Constructing Robust and Efficient Ceramic Cells Air Electrodes Through Collaborative Optimization Bulk and Surface Phases

Abstract Slow reaction kinetics of air electrodes is a common problem faced by low‐temperature (<650 °C) oxygen‐ion conducting solid oxide fuel cells (O‐SOFCs) and proton‐conducting reversible proton ceramic cells (R‐PCCs). Here, an innovative approach is proposed to design and prepare two efficient and durable Ba 0.5 Sr 0.5 Co 0.8 Fe 0.2 O 3−δ (BSCF)‐based nanocomposites through self‐reconstruction strategy, which aim to optimize both the bulk and surface properties of electrode materials simultaneously.
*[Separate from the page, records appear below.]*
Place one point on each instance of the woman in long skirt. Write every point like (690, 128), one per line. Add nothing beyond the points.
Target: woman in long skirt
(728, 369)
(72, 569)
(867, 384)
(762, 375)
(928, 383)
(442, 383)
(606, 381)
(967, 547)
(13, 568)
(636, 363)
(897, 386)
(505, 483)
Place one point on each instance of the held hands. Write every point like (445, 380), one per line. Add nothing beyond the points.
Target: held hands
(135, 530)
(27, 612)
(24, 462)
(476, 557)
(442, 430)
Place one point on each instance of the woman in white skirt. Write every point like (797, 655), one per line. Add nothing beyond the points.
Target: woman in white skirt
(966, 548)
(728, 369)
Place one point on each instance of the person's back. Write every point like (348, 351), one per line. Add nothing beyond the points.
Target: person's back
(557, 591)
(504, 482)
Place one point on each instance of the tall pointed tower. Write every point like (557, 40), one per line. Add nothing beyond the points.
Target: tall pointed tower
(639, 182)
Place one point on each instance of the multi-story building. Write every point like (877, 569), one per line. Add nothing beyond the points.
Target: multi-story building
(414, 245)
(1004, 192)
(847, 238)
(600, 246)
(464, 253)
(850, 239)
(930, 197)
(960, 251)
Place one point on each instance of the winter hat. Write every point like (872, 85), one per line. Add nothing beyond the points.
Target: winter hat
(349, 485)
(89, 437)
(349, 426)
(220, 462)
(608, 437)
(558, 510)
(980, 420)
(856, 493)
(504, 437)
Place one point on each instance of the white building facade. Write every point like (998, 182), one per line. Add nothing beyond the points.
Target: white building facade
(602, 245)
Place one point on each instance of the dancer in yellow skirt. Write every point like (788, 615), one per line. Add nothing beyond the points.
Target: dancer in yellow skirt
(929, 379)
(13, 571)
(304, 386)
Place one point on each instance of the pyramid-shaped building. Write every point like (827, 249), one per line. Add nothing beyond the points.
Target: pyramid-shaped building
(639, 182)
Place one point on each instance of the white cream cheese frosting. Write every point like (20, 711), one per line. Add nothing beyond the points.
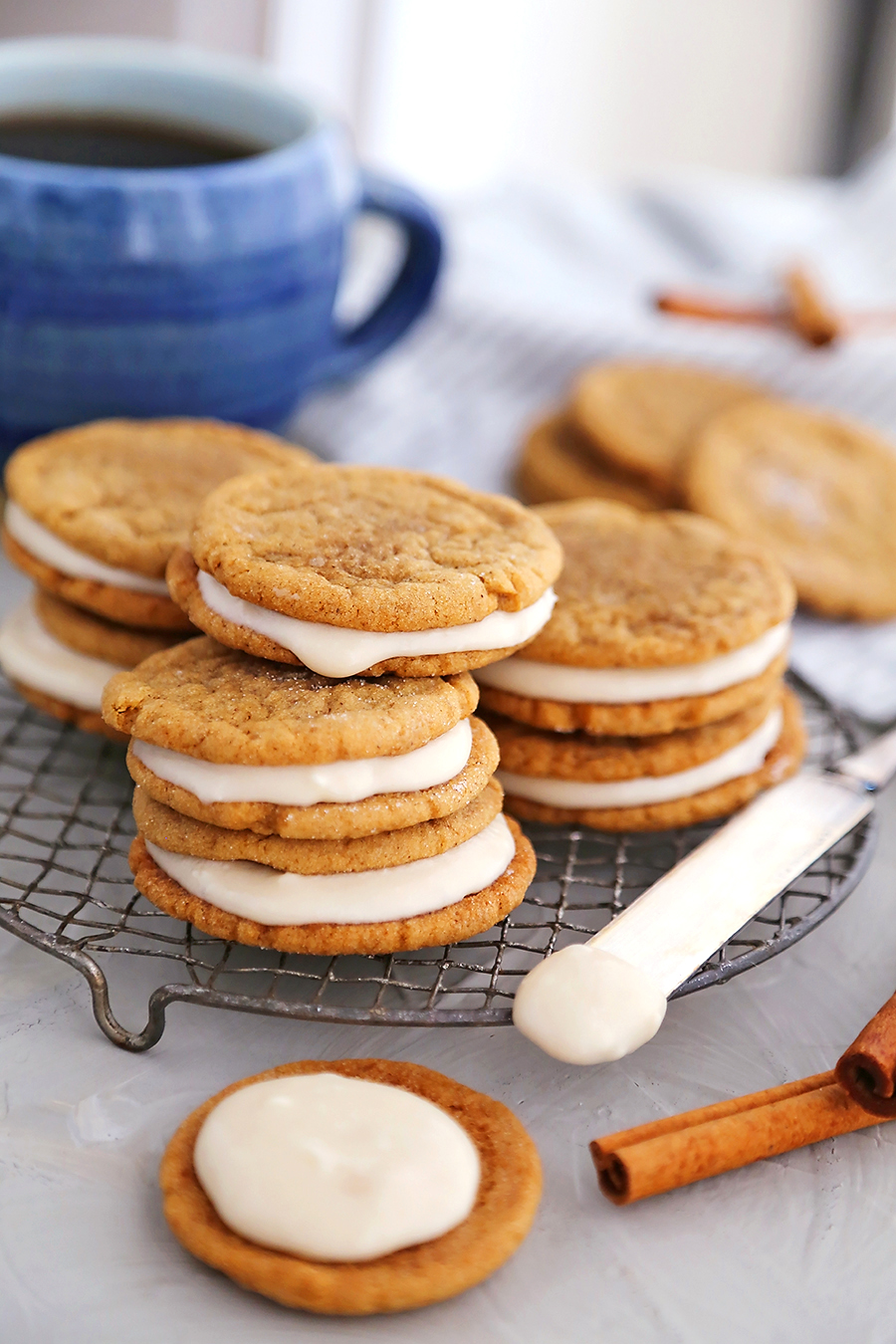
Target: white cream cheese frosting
(46, 546)
(336, 1168)
(256, 891)
(634, 686)
(305, 785)
(335, 651)
(585, 1007)
(31, 655)
(743, 759)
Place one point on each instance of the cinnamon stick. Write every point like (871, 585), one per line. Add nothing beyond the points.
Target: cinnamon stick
(868, 1068)
(683, 304)
(681, 1149)
(810, 314)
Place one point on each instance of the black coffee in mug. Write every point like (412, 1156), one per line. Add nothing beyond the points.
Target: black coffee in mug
(114, 141)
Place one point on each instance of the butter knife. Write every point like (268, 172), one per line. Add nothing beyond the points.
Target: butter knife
(602, 999)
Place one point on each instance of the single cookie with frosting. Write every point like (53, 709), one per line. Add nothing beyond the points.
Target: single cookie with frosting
(664, 621)
(250, 745)
(95, 513)
(650, 784)
(431, 883)
(60, 657)
(353, 1187)
(365, 570)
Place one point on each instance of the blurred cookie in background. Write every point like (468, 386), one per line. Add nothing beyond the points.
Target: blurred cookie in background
(558, 463)
(817, 491)
(644, 417)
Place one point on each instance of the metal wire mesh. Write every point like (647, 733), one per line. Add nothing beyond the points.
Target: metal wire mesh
(65, 886)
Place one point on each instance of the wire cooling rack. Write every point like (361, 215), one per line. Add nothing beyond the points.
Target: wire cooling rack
(65, 886)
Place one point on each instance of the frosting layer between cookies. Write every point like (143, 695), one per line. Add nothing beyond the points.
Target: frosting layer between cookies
(31, 655)
(307, 785)
(270, 897)
(634, 686)
(336, 1168)
(743, 759)
(338, 652)
(46, 546)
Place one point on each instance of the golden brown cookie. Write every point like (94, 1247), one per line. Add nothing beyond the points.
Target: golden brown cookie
(644, 417)
(554, 756)
(181, 582)
(123, 606)
(85, 632)
(453, 924)
(639, 719)
(559, 463)
(817, 491)
(125, 492)
(372, 548)
(388, 849)
(222, 706)
(781, 763)
(84, 719)
(335, 820)
(508, 1197)
(654, 590)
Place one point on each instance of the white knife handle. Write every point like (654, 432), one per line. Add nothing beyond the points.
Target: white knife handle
(875, 765)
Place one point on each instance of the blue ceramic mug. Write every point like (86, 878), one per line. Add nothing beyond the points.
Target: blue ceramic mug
(188, 291)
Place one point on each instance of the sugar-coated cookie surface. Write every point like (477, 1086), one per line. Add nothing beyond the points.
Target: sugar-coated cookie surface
(96, 636)
(781, 763)
(223, 706)
(183, 575)
(559, 463)
(644, 417)
(652, 590)
(507, 1199)
(454, 922)
(372, 549)
(335, 820)
(383, 849)
(125, 491)
(815, 490)
(526, 750)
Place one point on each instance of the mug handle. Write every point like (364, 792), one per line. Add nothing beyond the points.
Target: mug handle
(411, 288)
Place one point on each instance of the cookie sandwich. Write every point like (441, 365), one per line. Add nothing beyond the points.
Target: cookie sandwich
(650, 783)
(249, 745)
(642, 418)
(368, 570)
(664, 621)
(60, 657)
(284, 809)
(431, 883)
(353, 1187)
(95, 513)
(818, 491)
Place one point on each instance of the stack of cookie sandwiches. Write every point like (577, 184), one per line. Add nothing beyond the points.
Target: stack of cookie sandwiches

Specifically, the two nanocomposites with a nominal composition of Ba 0.4 Sr 0.5 Cs 0.1 Co 0.7 Fe 0.2 M 0.1 O 3−δ (M═Ni, Zr) consisted of the major perovskite phase and surface‐enriched NiO and BaZrO 3 minor phases. When Ba 0.4 Sr 0.5 Cs 0.1 Co 0.7 Fe 0.2 Ni 0.1 O 3−δ (BSCsCFNi) is used as an air electrode in O‐SOFCs, the peak power density is 1.36 W cm −2 at 650 °C; while Ba 0.4 Sr 0.5 Cs 0.1 Co 0.7 Fe 0.2 Zr 0.1 O 3−δ (BSCsCFZr) is used in R‐PCCs, a peak power density of 1.24 W cm −2 and a current density of −1.98 A cm −2 (1.3 V) are achieved at 650 °C, and exhibits stable reversibility over 100 h. Theoretical calculations and experiments indicate that Cs + doping enhances the bulk conduction of oxygen ions and protons; NiO nanoparticles enhance oxygen adsorption and surface exchange; BaZrO 3 nanoparticles increase steam adsorption and hydration capacity. This study provides a new idea for designing efficient and durable air electrodes of ceramic cells.